Those on the right of the Labour party, for want of a better term, have one substantial silver lining to take away from this election: it is another nail in the coffin of the damaging delusion that Labour can win from the left.
I say “another” nail because it joins a growing collection of such nails, hammered home throughout the Eighties and culminating, so it was thought, with the bitter surprise of 1992. That was the wake-up call that finally prompted Labour to let Tony Blair recast it and lead it to three landslide victories in a row.
Yet Ed Miliband based his entire leadership on a rejection of that reform. The sobering result is that unless Labour somehow contrives to win in 2020, Blair will be the only Labour leader to win a general election in half a century.
The country that elected Baldwin when Europe was turning to communism and fascism has now elected Cameron whilst the Continent seeks answers in Syriza and the Front Nationale.

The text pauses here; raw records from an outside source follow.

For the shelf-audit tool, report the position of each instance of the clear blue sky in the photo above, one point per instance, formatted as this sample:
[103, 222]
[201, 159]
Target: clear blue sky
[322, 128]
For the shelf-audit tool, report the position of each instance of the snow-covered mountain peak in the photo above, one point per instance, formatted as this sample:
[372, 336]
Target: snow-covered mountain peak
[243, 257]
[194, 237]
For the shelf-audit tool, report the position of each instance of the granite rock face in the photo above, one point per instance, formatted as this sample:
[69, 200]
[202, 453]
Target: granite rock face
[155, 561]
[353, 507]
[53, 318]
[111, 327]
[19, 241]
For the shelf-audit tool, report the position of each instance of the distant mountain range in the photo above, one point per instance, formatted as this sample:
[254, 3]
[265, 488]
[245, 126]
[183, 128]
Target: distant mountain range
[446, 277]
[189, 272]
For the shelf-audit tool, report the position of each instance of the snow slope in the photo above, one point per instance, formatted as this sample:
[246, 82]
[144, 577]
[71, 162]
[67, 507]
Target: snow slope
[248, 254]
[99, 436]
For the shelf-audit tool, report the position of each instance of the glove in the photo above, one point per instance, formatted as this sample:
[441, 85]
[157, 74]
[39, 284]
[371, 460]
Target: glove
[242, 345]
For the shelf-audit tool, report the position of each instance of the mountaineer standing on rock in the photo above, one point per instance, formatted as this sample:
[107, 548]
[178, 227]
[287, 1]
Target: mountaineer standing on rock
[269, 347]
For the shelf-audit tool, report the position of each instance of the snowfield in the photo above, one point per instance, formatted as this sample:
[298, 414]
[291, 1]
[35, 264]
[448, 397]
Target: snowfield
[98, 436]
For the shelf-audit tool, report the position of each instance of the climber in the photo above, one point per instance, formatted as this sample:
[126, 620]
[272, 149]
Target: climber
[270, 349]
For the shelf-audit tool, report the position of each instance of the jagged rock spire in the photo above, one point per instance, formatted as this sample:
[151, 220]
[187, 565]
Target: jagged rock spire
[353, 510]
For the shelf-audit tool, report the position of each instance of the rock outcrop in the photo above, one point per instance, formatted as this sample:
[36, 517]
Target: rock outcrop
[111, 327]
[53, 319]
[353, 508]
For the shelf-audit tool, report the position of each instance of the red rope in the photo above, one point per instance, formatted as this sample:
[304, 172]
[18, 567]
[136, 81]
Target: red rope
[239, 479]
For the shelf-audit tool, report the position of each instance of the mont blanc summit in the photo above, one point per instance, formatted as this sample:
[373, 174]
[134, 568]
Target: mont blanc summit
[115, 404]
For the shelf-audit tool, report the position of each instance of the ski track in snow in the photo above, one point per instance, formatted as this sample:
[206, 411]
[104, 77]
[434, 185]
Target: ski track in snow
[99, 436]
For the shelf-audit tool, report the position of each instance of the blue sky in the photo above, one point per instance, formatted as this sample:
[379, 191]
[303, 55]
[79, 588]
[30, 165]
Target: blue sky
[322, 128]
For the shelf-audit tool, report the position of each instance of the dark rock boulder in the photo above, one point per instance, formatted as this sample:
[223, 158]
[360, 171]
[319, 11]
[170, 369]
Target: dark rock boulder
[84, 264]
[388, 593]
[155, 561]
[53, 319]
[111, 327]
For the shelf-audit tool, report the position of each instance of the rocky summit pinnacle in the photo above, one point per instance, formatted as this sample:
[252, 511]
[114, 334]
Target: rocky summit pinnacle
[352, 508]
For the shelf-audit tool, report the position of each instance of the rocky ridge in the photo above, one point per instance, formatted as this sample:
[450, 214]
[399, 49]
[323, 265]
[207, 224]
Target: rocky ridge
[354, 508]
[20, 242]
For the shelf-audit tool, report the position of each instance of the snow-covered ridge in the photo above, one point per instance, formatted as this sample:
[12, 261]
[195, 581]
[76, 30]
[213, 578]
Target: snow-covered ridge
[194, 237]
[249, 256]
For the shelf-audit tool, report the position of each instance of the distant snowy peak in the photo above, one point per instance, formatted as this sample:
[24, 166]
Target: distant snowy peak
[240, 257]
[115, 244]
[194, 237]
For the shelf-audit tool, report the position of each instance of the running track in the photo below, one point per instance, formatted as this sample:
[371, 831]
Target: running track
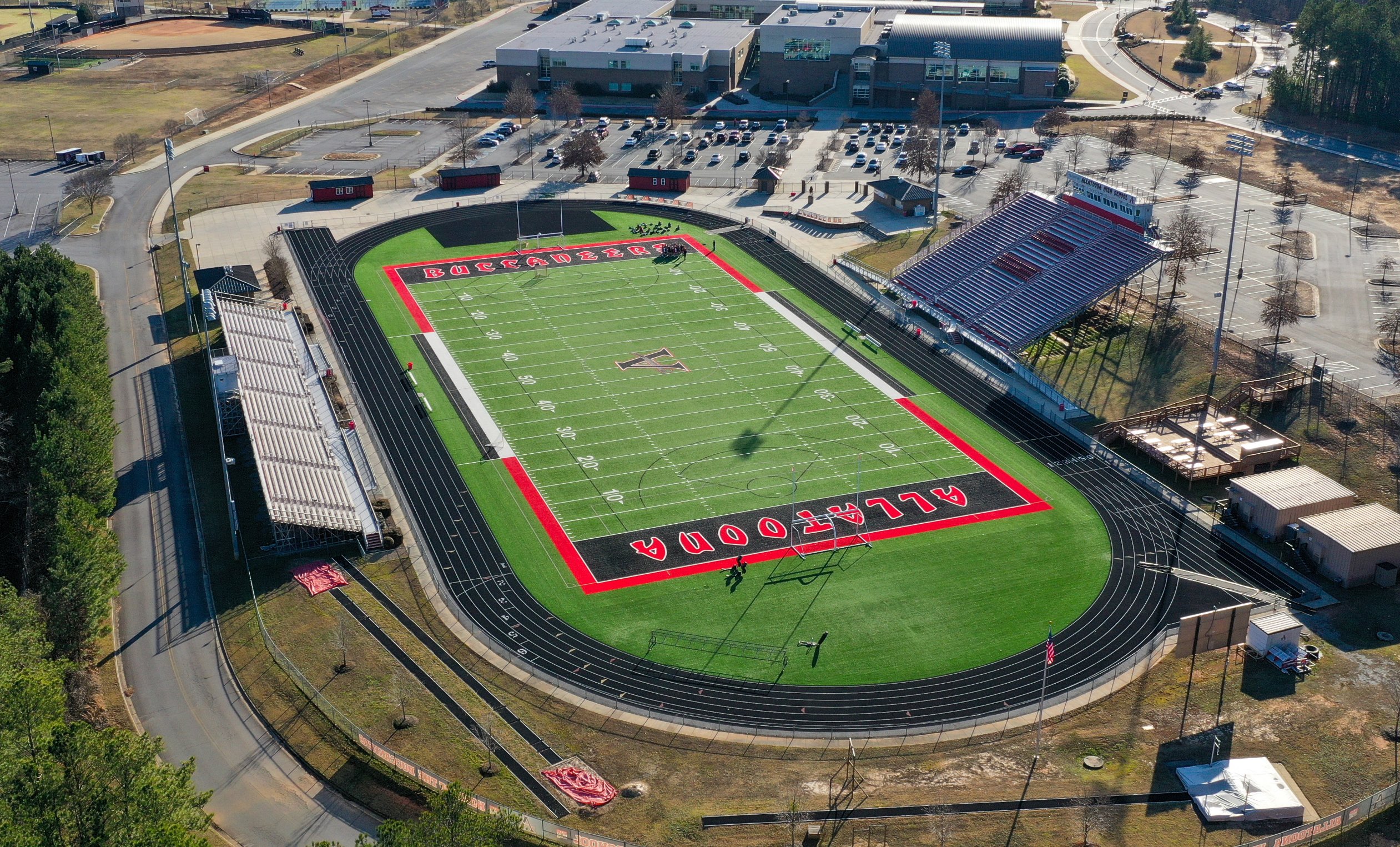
[1136, 603]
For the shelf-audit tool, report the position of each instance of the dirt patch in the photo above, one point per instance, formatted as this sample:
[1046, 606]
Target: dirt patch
[1298, 244]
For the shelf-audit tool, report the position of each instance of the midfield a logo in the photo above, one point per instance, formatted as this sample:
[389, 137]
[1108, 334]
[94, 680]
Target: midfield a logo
[653, 362]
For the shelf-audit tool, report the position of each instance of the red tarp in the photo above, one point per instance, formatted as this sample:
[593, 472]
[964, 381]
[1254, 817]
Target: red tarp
[587, 789]
[320, 576]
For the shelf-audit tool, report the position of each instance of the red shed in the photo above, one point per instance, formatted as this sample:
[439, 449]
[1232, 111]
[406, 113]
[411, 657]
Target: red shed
[452, 179]
[345, 188]
[658, 179]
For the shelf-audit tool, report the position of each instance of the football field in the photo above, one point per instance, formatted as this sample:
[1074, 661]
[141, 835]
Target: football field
[633, 420]
[666, 416]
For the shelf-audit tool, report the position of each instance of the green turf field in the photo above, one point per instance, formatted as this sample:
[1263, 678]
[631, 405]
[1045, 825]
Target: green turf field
[905, 608]
[759, 409]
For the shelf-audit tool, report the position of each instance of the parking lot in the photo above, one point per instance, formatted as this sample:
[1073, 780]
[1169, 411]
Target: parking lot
[671, 146]
[396, 142]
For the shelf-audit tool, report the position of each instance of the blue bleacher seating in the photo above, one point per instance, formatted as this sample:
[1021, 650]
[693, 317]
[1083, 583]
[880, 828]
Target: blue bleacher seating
[1026, 268]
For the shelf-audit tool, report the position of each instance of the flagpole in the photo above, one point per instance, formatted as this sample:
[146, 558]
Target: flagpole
[1045, 674]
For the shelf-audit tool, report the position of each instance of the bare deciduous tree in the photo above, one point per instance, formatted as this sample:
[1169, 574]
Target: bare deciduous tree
[1009, 188]
[90, 185]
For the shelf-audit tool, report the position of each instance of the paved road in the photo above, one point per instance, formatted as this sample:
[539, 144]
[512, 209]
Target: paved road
[183, 690]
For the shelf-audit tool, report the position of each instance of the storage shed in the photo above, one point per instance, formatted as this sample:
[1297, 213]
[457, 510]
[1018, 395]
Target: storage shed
[344, 188]
[658, 179]
[1270, 502]
[1347, 545]
[229, 279]
[1273, 630]
[451, 179]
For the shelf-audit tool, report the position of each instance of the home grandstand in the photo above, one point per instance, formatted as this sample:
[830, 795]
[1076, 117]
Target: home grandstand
[1026, 268]
[313, 475]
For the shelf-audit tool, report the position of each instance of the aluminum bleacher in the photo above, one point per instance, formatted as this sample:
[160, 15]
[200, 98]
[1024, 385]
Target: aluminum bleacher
[1026, 268]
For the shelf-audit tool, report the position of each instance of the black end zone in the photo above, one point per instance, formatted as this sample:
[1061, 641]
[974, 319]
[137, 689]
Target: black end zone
[537, 216]
[478, 436]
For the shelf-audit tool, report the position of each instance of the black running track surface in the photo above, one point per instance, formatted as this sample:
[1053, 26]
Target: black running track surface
[1136, 603]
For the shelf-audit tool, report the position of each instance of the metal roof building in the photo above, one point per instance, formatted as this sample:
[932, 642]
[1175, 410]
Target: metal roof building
[1347, 545]
[313, 488]
[1270, 502]
[978, 37]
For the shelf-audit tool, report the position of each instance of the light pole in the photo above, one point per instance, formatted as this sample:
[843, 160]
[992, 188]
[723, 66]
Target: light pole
[941, 51]
[16, 211]
[1243, 147]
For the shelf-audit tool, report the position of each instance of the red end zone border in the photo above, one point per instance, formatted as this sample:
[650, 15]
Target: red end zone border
[587, 582]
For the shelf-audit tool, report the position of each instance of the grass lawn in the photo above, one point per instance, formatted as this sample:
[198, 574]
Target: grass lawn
[90, 107]
[1070, 12]
[1094, 84]
[887, 255]
[227, 185]
[930, 588]
[83, 222]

In England and Wales, at least, a strong predilection for self-conscious anti-radicalism remains potent.
It is telling that in the aftermath of Friday morning it is two supposed ‘Blairites’, Liz Kendall and Chuka Umunna, who have been first out of the gates in the party leadership election. Blair himself has made an intervention, clearly sensing that a window for rehabilitation may have opened.
The Labour right will also see themselves as addressing a clear strategic problem for Labour: the vital battleground with the Conservatives.
A very disappointing performance in Con/Lab marginal is what really hammered home how bad Thursday was going to be, and Nuneaton may replace Basildon as the constituency carved into the soul of every Labour activist.
Yet the Tories, focused as they were on eviscerating the Liberal Democrats, still lost ground slightly to Labour on that blue-red battleground. This suggests that a strong centrist candidate could be very effective against the Conservatives in those critical marginals.
Alternatively, that a strong, centrist Conservative candidate could inflict yet deeper misery on Labour if it elects another comfort-zone leader. Especially if that Tory candidate is Boris Johnson, who could negate much of the party’s increasingly vital advantage in London.
However, the route back to Blairism is not as clear cut as the above arguments, and some Labour commentators, suggest. There is plenty of evidence which suggests that the various building blocks of the Blair coalition might be incompatible these days.
As seen most dramatically in Scotland, but also in the surge of the UKIP vote in the North of England and Wales, huge swathes of the Labour base are rejecting a party they perceive to have drifted away from them, caught up in the bright lights of the remote metropolis. Yet that metropolitan stronghold is also one of the remaining lynchpins of Labour support.
It is hard to imagine how a single Labour candidate or strategy could at once maintain their position in London, advance against the Conservatives in the South, shore up the North and Wales, and start to fight back in Scotland.
The prospect of UKIP, with a new leader and a properly focused campaign, smashing the party’s rotting machines in North and Wales as the SNP did in Scotland is a nightmare scenario that is not entirely implausible, given the compromises Labour may have to make to close its two million vote gap with the Tories.
In terms of Parliamentary strategy, given Labour’s 100-seat deficit they will struggle to maximise pressure on Cameron, for all his small majority, if they can’t or won’t cooperate with the smaller, more left-wing parties sharing the opposition benches with them. Although of course the Blairites can point out that such cooperation would itself be a gift to the Tories’ 2020 campaign.
In summary, Blair had the luxury of “base plus”, where he simply needed to add voters to the huge chunk of the electorate who were Labour, had always been Labour and would always be Labour. His would be heirs do not have that luxury.